She's not always so combative. "Pioneer" also includes a loving parental tribute, "Mother Like Mine," and happier love songs. But Perry is in her element with goodbyes, whether she's taking a "Chainsaw" to a tree where she and a sweetheart once carved their names or contemplating separation in "Back to Me Without You" and "End of Time." A sense of loss keeps these polished songs from getting too sweet.

JON PARELES, New York Times

POP/ROCK

Marnie Stern, "The Chronicles of Marnia" (Kill Rock Stars)
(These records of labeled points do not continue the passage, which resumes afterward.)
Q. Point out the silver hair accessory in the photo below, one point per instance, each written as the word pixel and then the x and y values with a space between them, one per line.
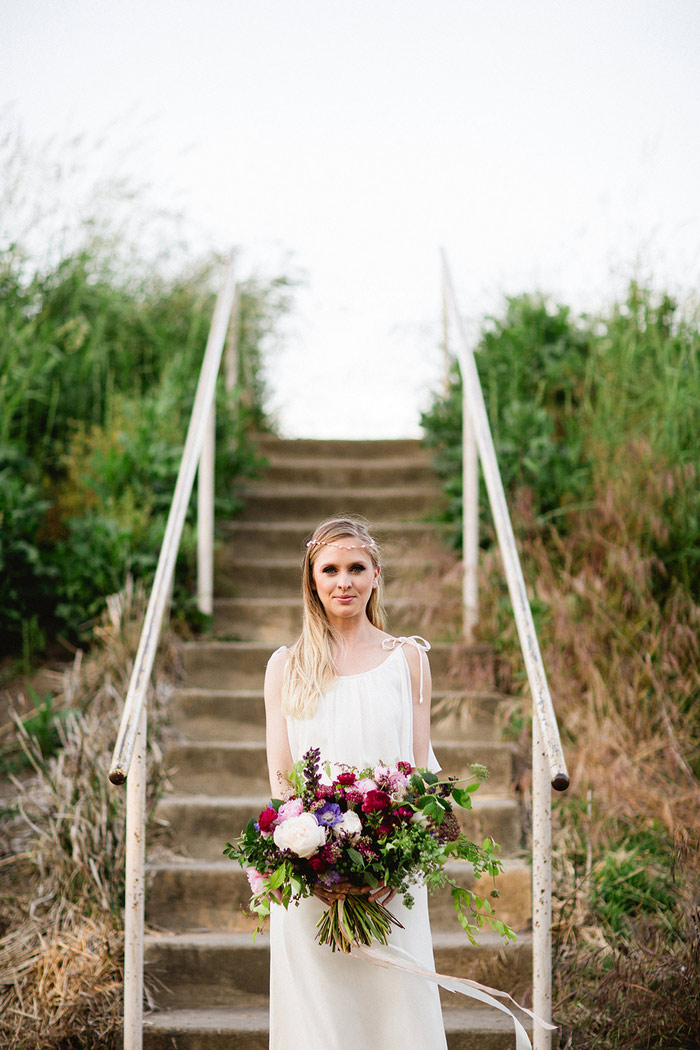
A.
pixel 341 546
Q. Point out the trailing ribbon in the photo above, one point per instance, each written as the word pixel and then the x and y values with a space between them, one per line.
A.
pixel 391 957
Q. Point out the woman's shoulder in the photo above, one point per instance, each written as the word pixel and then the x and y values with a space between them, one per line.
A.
pixel 277 662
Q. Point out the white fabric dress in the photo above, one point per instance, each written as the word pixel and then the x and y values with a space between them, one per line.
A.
pixel 321 1000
"Don't you wanna be somebody/ Don't you wanna be?" So sings Stern on her fourth album overall, and her second on which you notice the lyrics more than the guitars. It's a sarcastic, exhausted, justified statement from an artist who fights the urge to try conventional singing and songwriting when her own universe of frenetic, two-handed guitar tapping — a style she singlehandedly introduced to indie-rock — is right in the palm of her hand. Stern loves stretching her abilities into the unfamiliar, be it backward pop songs or merely restrained rock numbers or Deerhoof-inspired prog. She won't make the same album twice, and she'll hit upon a great one someday. Meanwhile, she's an openhearted, funny weirdo who's still mastering her sound — and figuring out what it even is.